Bugün Osmanlıca eğitimi dendiğinde 'yeni bir dil mi öğreneceğiz?' diyen Profesörler var. Aklım almıyor. Bunun Türkçe olduğunu bilmiyoruz biz daha. Bu sadece Arap alfabesiyle yazılmış olan bizim Türkçe'mizdir. Sanki bugün kullandığın alfabe Türk alfabesi mi? Biri kaldırılıp Latin alfabesi getirildi. Dolayısıyla bir gecede kendi toplumunu okuyup yazamaz hale getiren bir zihniyetin sonunda bugün bu tartışmaları yaşıyoruz. Ondan sonra da kendi kültürümüzü tanıyamıyoruz.
"DİNİ SÖKÜP ATMAK İÇİN BU YAPILDI"
Bugün bir hastalık olduğunda her söylenene inanıyoruz. Örneğin Osmanlı tıbbı, şifa kitaplarında birçok bilgi vardır. Birçok tedavi yöntemi vs. içeren yüzlerce eserimiz var. Bunları okuyamayan kendi geçmişiyle bağı kopmuş bir toplum olduk biz. Dini söküp atmak için bu yapıldı. Ama o dinin 1400 yıldır yoğurduğu kültürü de bu dini atma çabasıyla söküp attılar işte.
"OSMANLI'DA MİRAS OLARAK ÖNCE KİTAPLAR BÖLÜNÜRDÜ"
Kitapları yok eden, Osmanlıca yazıldı diye yakan bir toplum olur mu? Bakın şu da yanlıştır. 'Biz okumuyoruz' deniyor. Hayır. En çok okuyan bizim toplumumuzdu. Osmanlı'da bunlar kayıtlıdır. Bir kişi öldüğü zaman onun mirası ortaya çıkar ve bölünür. İlk görülen miras da kitaplarıdır. Hepsinde her evde en az 60-80 kitap görülür. Bunlar da bölünür varislere verilirdi. Ne oldu bu kitaplar? Toprağın altına gömüldü.

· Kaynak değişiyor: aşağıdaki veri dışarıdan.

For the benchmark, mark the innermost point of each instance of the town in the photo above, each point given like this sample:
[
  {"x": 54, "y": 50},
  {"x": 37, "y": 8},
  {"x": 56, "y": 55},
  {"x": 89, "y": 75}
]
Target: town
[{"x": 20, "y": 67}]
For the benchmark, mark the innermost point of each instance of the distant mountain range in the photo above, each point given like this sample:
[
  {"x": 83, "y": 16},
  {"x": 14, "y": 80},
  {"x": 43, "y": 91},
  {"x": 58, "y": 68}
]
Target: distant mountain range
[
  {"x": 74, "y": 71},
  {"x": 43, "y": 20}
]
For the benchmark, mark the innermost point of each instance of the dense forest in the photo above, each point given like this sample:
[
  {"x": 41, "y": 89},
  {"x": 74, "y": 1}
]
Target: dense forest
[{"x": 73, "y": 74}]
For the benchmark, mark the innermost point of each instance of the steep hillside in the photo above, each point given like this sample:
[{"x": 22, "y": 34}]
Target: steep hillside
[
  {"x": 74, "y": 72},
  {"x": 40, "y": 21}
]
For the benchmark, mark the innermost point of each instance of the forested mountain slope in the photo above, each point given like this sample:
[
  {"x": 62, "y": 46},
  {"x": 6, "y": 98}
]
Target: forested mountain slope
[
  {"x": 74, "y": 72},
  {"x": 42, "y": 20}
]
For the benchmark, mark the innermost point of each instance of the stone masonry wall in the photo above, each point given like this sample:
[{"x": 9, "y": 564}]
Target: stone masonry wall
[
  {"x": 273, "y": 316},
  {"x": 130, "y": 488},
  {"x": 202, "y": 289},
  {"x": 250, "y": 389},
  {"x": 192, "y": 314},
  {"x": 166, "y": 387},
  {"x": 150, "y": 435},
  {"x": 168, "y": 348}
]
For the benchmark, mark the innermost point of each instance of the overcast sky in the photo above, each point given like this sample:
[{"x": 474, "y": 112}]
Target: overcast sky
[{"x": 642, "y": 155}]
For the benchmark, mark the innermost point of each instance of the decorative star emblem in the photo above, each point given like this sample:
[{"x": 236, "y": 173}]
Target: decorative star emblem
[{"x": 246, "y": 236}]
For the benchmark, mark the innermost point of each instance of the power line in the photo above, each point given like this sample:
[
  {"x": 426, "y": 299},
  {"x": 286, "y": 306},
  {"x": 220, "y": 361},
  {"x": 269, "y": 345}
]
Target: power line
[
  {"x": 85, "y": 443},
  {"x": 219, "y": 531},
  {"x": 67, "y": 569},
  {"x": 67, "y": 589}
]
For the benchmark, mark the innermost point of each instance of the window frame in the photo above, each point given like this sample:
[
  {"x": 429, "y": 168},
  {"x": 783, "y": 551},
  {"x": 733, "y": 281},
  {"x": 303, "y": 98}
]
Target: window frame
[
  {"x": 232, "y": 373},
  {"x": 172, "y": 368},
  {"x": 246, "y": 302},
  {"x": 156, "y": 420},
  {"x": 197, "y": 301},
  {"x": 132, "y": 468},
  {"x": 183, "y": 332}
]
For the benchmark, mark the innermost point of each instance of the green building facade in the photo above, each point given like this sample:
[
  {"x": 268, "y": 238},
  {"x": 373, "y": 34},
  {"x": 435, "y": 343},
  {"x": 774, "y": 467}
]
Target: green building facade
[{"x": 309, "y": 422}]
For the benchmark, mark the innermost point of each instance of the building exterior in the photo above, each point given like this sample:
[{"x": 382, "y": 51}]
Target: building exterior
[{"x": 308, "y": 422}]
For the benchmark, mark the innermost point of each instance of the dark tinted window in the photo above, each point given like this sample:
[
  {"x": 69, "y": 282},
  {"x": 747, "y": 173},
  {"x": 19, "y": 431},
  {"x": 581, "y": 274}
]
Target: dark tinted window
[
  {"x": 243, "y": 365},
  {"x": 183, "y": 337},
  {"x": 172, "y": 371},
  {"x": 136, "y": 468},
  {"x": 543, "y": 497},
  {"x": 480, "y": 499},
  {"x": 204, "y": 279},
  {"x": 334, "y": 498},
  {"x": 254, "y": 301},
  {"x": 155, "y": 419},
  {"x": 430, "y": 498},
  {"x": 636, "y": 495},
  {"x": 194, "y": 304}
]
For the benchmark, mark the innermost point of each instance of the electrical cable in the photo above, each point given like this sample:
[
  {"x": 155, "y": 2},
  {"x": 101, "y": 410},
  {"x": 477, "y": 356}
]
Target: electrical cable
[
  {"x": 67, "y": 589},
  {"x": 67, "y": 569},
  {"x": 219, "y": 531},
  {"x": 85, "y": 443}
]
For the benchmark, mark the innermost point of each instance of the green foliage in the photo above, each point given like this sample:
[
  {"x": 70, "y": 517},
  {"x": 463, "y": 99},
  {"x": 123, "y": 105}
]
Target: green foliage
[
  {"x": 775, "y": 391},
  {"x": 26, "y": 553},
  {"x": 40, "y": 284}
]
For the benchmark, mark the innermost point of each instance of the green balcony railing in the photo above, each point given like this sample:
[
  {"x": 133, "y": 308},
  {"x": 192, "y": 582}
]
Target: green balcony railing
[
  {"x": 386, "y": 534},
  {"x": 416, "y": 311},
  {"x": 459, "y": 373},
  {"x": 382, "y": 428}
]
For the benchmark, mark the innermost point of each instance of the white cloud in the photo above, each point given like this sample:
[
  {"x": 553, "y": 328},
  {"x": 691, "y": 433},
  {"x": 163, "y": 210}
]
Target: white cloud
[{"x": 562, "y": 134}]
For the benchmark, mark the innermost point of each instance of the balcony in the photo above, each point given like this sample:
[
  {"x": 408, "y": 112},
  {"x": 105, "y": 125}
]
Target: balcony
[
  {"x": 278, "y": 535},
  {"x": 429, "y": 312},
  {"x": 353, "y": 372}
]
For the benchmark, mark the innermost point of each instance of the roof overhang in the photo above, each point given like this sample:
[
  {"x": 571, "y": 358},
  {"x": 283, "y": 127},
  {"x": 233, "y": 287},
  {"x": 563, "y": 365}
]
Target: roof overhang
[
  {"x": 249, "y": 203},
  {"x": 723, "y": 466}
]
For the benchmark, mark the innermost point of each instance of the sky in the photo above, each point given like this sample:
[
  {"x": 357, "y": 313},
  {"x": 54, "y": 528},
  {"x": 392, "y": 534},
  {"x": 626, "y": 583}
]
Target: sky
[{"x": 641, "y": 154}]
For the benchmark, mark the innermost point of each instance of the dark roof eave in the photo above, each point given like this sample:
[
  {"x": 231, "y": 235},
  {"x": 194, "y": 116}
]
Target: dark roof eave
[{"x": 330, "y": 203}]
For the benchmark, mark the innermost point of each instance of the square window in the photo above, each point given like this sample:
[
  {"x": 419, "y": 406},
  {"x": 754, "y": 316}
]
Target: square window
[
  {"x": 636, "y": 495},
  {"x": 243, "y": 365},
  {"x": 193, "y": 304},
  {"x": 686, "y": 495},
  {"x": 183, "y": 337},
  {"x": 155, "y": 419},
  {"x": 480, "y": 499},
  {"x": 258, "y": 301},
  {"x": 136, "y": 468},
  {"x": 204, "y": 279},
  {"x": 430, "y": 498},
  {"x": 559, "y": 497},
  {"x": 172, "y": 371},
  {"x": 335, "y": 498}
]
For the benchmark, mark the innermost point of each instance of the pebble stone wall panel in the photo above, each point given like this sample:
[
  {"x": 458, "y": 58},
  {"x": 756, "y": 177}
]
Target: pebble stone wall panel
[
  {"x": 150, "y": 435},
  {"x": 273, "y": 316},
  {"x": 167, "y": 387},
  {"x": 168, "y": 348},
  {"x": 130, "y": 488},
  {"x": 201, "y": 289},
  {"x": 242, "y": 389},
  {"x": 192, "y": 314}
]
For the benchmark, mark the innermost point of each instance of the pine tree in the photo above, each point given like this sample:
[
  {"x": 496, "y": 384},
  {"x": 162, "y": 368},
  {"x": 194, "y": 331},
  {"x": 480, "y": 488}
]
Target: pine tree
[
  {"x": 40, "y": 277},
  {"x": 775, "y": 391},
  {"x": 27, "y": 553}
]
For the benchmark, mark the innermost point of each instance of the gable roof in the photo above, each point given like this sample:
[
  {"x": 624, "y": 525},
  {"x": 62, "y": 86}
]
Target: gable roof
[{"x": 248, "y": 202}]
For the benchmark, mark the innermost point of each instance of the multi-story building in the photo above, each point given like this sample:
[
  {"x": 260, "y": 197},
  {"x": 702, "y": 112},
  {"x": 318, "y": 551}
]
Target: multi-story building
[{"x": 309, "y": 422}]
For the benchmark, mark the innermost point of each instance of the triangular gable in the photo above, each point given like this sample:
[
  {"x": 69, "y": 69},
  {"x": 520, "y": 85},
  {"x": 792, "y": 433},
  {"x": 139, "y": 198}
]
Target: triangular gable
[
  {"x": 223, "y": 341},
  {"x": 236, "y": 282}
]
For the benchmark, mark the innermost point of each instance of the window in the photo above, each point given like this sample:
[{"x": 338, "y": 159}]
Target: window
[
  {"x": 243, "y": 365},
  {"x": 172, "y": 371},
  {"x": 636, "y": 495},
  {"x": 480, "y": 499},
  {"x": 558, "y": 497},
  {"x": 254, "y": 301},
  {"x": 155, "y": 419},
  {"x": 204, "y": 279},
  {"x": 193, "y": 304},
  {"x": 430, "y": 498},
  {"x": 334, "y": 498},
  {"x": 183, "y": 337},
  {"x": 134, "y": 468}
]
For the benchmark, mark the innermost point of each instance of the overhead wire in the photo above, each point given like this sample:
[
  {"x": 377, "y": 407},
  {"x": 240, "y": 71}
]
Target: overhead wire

KÜLTÜRÜ SİLMENİN FATURASI: SOL ELLE GÖTÜREN ERTUĞRUL GAZİ
Aslında bizim elimizde nimet bu kültür. Yani bizde zaten var olan bir şeyi 50 sene araştıracaklar biz de sonuç bekleyeceğiz. Bize 30 sene 40 sene tereyağı yedirmeyecekler mesela, yumurta yedirmeyecekler sonra özür dileyecekler. Tabi kültüre döndüğümüzü zannederken şunu da yapmamak lazım. Mesela sağ elle yemek. Şimdi ben bakıyorum. Bizim yeni bir dizimiz var. Diriliş diye. Bakıyorum hepsi birden solla götürüyor yemeği. Alışkanlık herhalde. Ya kardeşim sen Osmanlı'yı işliyorsun. Ertuğrul Gazi'yi işliyorsun. Kayı boyunu işliyorsan onu onun gibi yap. Bana onu anlat. Kendini değil. Kendin istediğin gibi yiyebilirsin. Ben sana karışmam. Ama Ertuğrul Gazisin. Sol elle götürüyorsun yemeği. İnsanlar 6 ay çalışıyor bir dizi bir film yapacağında, kendi tanımadığı bir kültürü oynayacağında. Daha birinci şey bunu öğretir Osmanlılar çocuğa. Çocukken öğretmediysen ağaç kurumuş gitmiş eğip bükemiyorsun yetiştiremiyorsun.